Recipe execution fail - sole in walnut crumb

I've been having a run of recipe fails this week. It's getting discouraging, I must say. Partway through prepping macarons yesterday the egg whites wouldn't whip. They just went all glossy goopy and stayed that way, no matter what I did. I can honestly say I've never seen that before. But with the oven preheated and a toddler expecting cookies any second, plus the fact that I was making the damned things to use up 8 egg whites I had leftover after making this molasses custard, I just dumped them in and hoped for the best. Bad move.
A cup of flour firmed up the batter and they're gone now of course, but I'm supposed to be on a gluten-free diet, which is why I chose to make macarons with my whites insted of something else. Gr.

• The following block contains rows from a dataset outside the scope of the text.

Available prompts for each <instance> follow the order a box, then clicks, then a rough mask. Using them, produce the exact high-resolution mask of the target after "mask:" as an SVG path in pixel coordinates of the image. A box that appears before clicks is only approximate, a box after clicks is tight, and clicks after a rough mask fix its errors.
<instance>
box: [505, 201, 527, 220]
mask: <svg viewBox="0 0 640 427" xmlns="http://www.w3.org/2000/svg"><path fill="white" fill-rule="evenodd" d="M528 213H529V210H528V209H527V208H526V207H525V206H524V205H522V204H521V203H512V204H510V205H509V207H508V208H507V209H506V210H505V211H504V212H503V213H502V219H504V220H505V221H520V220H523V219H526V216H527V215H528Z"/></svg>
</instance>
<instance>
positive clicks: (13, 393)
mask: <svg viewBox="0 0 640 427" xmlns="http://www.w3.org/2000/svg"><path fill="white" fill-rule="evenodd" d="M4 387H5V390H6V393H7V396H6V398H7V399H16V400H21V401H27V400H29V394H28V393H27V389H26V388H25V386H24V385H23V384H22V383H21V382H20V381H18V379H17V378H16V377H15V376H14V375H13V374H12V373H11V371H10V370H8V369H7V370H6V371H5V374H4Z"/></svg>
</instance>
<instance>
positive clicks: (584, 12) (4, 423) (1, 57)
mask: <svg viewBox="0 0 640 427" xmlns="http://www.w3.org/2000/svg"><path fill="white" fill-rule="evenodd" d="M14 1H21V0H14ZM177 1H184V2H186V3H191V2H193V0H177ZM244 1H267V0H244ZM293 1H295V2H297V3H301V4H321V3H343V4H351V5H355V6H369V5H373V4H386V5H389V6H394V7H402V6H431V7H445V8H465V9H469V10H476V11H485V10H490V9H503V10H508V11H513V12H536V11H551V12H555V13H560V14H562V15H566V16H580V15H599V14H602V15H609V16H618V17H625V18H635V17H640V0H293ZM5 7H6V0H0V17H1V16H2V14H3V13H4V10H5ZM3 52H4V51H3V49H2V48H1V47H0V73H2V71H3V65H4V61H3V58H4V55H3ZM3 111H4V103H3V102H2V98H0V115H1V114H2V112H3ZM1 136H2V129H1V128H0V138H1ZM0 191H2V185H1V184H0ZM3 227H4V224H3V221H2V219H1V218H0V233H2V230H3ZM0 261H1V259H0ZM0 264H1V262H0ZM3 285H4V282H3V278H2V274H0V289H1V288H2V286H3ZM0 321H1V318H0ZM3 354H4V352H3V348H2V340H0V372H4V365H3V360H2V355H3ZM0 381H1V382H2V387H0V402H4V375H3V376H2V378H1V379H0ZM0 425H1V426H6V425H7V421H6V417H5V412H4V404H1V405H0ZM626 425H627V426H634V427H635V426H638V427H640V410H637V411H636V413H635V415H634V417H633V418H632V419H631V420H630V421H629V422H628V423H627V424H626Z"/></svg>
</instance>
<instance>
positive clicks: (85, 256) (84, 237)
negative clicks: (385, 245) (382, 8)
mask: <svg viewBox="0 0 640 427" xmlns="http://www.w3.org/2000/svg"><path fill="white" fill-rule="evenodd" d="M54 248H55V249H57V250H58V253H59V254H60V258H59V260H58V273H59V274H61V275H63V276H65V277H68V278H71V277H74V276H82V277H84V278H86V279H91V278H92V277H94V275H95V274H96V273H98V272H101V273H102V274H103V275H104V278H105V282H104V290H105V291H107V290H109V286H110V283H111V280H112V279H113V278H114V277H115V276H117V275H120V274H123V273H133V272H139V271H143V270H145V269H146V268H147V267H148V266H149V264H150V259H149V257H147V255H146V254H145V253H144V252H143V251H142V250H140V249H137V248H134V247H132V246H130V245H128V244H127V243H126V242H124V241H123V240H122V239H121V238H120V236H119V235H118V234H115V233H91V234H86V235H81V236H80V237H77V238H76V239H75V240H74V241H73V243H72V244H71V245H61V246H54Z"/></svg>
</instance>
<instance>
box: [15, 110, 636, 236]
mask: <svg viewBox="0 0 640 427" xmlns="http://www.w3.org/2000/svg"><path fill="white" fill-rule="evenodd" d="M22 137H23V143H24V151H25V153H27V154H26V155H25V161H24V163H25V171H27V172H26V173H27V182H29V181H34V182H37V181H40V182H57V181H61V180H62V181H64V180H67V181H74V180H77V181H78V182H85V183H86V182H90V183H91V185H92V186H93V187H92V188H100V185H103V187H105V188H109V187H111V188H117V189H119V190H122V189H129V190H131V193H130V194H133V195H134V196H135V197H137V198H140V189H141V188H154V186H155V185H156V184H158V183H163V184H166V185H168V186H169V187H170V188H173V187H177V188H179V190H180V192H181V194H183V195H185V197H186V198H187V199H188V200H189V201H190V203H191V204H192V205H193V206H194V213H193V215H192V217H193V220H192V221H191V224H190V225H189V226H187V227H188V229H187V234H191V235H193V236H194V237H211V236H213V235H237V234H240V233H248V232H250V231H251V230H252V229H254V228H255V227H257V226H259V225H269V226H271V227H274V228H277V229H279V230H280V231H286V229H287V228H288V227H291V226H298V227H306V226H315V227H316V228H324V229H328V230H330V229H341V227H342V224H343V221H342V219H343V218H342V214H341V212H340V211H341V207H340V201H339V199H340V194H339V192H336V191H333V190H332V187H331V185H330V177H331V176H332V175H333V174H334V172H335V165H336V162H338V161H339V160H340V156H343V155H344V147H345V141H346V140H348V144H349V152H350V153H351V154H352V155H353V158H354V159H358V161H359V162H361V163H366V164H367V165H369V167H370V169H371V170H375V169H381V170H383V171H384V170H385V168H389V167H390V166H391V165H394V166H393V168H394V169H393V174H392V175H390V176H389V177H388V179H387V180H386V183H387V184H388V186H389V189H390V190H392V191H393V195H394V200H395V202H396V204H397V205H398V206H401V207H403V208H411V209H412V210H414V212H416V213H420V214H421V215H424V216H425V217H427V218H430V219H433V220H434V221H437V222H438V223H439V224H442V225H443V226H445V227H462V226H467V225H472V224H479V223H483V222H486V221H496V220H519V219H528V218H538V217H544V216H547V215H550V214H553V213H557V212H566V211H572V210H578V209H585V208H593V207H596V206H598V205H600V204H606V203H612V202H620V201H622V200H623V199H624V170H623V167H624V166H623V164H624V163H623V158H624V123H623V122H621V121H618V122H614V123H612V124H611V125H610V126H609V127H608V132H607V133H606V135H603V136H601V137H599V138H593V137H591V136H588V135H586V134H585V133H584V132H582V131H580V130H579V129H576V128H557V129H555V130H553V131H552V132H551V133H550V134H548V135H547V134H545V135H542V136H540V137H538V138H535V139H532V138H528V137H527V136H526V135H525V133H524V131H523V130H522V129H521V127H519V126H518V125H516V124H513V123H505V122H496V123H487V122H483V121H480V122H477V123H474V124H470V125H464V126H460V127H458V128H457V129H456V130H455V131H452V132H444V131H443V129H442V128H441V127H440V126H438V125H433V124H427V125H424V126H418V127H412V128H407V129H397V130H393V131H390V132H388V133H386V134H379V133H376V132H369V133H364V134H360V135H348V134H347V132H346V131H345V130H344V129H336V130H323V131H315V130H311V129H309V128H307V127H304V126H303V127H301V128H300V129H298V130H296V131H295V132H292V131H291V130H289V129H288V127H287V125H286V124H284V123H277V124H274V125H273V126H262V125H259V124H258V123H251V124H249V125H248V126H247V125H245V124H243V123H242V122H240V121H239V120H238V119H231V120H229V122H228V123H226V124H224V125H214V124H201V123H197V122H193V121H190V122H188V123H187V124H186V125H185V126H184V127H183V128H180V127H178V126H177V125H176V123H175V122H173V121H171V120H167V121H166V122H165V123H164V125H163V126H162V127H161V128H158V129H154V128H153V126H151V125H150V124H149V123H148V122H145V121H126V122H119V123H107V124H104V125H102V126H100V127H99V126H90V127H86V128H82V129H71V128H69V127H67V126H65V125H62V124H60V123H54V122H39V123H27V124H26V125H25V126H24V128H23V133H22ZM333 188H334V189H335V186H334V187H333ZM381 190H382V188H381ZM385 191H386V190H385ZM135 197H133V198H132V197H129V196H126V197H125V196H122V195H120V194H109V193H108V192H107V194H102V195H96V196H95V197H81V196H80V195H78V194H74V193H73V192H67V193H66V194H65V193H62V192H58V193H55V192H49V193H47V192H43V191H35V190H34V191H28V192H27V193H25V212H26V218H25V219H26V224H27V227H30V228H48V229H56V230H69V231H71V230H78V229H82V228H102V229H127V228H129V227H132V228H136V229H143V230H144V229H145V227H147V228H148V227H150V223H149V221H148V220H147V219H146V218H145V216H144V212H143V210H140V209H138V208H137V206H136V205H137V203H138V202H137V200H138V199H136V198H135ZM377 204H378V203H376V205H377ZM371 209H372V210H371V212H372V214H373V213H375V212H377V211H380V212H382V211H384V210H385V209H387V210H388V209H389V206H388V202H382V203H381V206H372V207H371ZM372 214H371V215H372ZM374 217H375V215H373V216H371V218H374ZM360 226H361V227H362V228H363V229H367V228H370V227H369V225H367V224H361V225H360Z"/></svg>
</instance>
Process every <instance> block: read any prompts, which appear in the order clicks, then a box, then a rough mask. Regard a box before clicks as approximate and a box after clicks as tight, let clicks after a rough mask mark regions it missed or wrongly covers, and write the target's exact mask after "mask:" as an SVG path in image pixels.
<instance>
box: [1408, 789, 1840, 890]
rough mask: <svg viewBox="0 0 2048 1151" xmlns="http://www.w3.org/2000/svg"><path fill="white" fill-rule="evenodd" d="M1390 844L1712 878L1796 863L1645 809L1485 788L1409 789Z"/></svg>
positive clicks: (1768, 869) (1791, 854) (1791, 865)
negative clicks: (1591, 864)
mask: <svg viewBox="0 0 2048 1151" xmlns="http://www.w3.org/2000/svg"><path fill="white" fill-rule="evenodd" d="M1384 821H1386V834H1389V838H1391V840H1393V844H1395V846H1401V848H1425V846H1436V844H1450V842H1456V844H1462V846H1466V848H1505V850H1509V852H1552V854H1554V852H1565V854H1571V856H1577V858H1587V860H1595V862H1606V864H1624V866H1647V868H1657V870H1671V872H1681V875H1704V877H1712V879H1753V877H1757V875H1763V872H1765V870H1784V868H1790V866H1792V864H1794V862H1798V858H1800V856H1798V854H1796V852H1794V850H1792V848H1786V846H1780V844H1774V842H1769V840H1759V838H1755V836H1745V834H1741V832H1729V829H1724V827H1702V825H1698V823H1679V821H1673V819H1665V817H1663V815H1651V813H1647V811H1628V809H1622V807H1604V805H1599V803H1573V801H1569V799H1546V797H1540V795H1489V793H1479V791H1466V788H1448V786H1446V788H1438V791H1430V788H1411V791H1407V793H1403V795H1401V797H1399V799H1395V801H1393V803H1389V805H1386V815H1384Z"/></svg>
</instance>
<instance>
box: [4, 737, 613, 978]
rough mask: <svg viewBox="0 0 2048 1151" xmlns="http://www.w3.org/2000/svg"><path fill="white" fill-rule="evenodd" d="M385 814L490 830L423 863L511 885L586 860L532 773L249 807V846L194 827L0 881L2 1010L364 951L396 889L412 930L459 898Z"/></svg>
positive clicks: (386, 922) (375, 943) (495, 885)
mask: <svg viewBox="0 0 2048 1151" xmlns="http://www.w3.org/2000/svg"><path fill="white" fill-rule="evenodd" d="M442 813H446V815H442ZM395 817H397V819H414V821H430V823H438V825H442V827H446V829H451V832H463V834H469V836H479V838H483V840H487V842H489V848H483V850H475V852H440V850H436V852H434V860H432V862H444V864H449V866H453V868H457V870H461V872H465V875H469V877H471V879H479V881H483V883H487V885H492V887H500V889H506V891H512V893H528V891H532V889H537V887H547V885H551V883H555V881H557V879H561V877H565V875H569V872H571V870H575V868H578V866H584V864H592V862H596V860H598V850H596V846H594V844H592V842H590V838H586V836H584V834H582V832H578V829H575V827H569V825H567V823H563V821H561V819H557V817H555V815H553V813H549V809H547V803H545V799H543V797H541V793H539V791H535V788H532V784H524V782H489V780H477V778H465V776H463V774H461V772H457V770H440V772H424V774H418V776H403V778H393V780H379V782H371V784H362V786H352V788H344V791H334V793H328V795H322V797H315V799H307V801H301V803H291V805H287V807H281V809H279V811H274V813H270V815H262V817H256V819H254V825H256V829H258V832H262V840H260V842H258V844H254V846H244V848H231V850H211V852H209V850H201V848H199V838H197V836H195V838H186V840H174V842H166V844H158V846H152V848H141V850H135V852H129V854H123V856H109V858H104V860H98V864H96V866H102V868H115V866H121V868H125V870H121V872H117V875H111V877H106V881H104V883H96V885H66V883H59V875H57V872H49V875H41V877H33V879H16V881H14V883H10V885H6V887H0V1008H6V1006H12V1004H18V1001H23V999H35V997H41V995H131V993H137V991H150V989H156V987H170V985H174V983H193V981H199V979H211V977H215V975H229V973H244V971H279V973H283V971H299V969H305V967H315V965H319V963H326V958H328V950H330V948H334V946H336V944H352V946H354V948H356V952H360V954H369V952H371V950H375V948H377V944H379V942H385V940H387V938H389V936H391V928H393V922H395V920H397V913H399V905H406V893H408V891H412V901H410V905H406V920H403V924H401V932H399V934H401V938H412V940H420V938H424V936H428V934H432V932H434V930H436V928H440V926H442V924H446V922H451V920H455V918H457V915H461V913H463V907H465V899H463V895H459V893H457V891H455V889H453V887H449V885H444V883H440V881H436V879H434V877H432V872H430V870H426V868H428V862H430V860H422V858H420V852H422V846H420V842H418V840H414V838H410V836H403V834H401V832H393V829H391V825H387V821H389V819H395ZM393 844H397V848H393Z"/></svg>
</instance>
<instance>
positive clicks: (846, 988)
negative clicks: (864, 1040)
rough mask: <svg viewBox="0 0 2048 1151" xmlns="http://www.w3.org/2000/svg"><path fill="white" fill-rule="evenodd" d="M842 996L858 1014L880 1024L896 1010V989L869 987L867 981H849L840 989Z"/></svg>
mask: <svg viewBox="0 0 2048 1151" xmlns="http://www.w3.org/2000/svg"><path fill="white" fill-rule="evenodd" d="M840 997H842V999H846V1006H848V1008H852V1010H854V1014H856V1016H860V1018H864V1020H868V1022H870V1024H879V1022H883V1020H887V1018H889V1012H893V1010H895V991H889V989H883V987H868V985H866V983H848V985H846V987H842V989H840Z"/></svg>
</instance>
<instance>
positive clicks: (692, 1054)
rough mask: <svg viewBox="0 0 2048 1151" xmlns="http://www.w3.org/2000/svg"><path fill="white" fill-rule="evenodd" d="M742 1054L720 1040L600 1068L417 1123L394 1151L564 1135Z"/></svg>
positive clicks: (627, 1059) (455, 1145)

Tonight I wanted to make sole in walnut crumb. I'm certain I saw something of the sort come through my inbox recently - how else would I come up with such a combination? - but was entirely unable to relocate it on demand. Again, hungry toddler, husband trying to hold down the fort, no time for mucking around. Luckily I prepped too many veggies for salad rolls last night, so I had a salad ready in about 4 seconds. Broccoli and half a leftover cauliflower rounded out the sides. Looking good.

Can somebody please tell me why I'm so incapable of breading anything? The only things that consistently get covered in the crumb coating are my fingers and fork. I read the directions; in a rare departure from habit for me, I even follow them. Never any joy. (Except for one time with onion rings that turned out picture perfect. I still don't know what I did differently.)

Listen, I'm not knocking sole in a walnut omlette; it tasted great. It just wasn't what I set out to make.

Here's roughly what I did, in case you want to try to ... not reproduce exactly, but recreate it more successfully. I did warn you that I don't 'do' recipes, so don't be asking exactly how much of this or that - use your preferences, intuition and nose.
  • Blend about a cup of walnuts into dust. Careful - they get pasty if you go too long
  • Add zest of one lemon, terragon (I had to sub sage and thyme), salt and pepper and whizz again
  • Dredge fish filets in egg then the crumb mixture, and pan fry in butter on a medium heat to get the outside crispy and the inside just flaky.
  • Serve with a sauce of quark (or yogurt cheese), mustard, whatever spice you used in the crumb coating, and a squeeze of lemon juice.
It's not at all bitter, which I was worried about with so many walnuts. As I say, rather delicious in fact. But my presentation sucked. I wish you better luck and perhaps some blinding insight that, if you shared them in this direction, might shape up my breading woes.